L'organisation syndicale majoritaire à Amiens-Nord a judiciarisé à l'extrême le projet de fermeture. Goodyear a été assigné à dix reprises depuis le mois de juin. Sur septembre et octobre, nous irons ainsi dix fois au tribunal. Voici les décisions récentes : le tribunal de grande instance de Nanterre a refusé le 20 juin dernier la demande de suspension de la procédure d'information-consultation, le TGI de Lyon a sommé l'expert des CHSCT de remettre ses rapports en l'état et hier, 24 septembre, le TGI de Nanterre n'a retenu ni les accusations de transfert d'activités, ni les accusations de rupture frauduleuse de contrat de travail, ni celles d'insuffisance des mesures du plan, ni celles d'absence de recherche de reclassement.

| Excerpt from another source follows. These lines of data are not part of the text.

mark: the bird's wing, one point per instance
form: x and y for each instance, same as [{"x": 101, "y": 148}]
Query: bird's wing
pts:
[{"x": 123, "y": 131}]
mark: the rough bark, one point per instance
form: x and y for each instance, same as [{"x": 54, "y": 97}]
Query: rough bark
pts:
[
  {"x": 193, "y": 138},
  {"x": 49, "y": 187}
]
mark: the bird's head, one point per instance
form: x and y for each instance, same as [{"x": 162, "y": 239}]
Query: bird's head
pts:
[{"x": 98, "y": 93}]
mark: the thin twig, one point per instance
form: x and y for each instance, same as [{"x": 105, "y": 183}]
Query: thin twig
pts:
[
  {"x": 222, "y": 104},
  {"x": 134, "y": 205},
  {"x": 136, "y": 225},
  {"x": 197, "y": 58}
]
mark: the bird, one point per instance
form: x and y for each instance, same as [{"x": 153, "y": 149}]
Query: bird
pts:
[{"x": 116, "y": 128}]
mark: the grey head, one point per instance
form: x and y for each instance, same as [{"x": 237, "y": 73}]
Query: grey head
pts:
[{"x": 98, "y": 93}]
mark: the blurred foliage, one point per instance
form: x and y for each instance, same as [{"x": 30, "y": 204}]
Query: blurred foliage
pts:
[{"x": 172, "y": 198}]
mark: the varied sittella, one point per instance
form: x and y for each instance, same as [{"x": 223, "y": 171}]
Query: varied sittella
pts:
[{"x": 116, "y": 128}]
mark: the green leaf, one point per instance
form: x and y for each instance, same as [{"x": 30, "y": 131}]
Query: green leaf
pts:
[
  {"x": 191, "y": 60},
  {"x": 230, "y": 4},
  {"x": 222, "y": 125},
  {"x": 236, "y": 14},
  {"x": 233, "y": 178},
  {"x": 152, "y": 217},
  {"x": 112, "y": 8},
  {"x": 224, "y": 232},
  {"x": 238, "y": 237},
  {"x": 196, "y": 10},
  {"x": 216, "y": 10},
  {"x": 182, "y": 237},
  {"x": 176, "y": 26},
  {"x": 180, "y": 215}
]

Il convient désormais de nous intéresser à l'avenir. Il est essentiel de trouver, tous ensemble, une solution. Les objectifs doivent être communs puisqu'il s'agit du reclassement des salariés et de la revitalisation du site. Nous n'y parviendrons, je le répète, qu'en y travaillant ensemble. Vous pardonnerez ma franchise : nous avons tous beaucoup de progrès à accomplir. Autant je tiens à saluer l'engagement du Gouvernement et des services déconcentrés de l'État, qui s'est traduit par une coopération étroite avec le ministère du travail et de l'emploi et celui du redressement productif ainsi qu'avec les préfets qui se sont succédé à Amiens et la DIRECCTE, autant il me faut constater que nous n'avons pas pu convaincre pour l'instant la plupart des élus locaux de s'intéresser de suffisamment près à la situation réelle d'Amiens-Nord, alors que nous avons publiquement indiqué depuis janvier 2013 que nous sommes à la disposition de tous les acteurs locaux pour présenter le détail des plans.
Nous voulions créer à Amiens un complexe industriel durable, dont la ville aurait été fière et dont l'économie du grand Amiénois aurait largement bénéficié. Nous n'avons jamais eu pour objectif de fermer l'usine d'Amiens-Nord. Ce sont les choix successifs du syndicat majoritaire à Amiens-Nord qui nous ont irrémédiablement contraints à présenter un projet de fermeture du site.
Mesdames et messieurs les députés, en toute transparence et en toute sincérité, le souhait ardent que nous formulons aujourd'hui est que les travaux de votre commission permettent d'éviter la répétition, à l'avenir, d'un tel gâchis en France.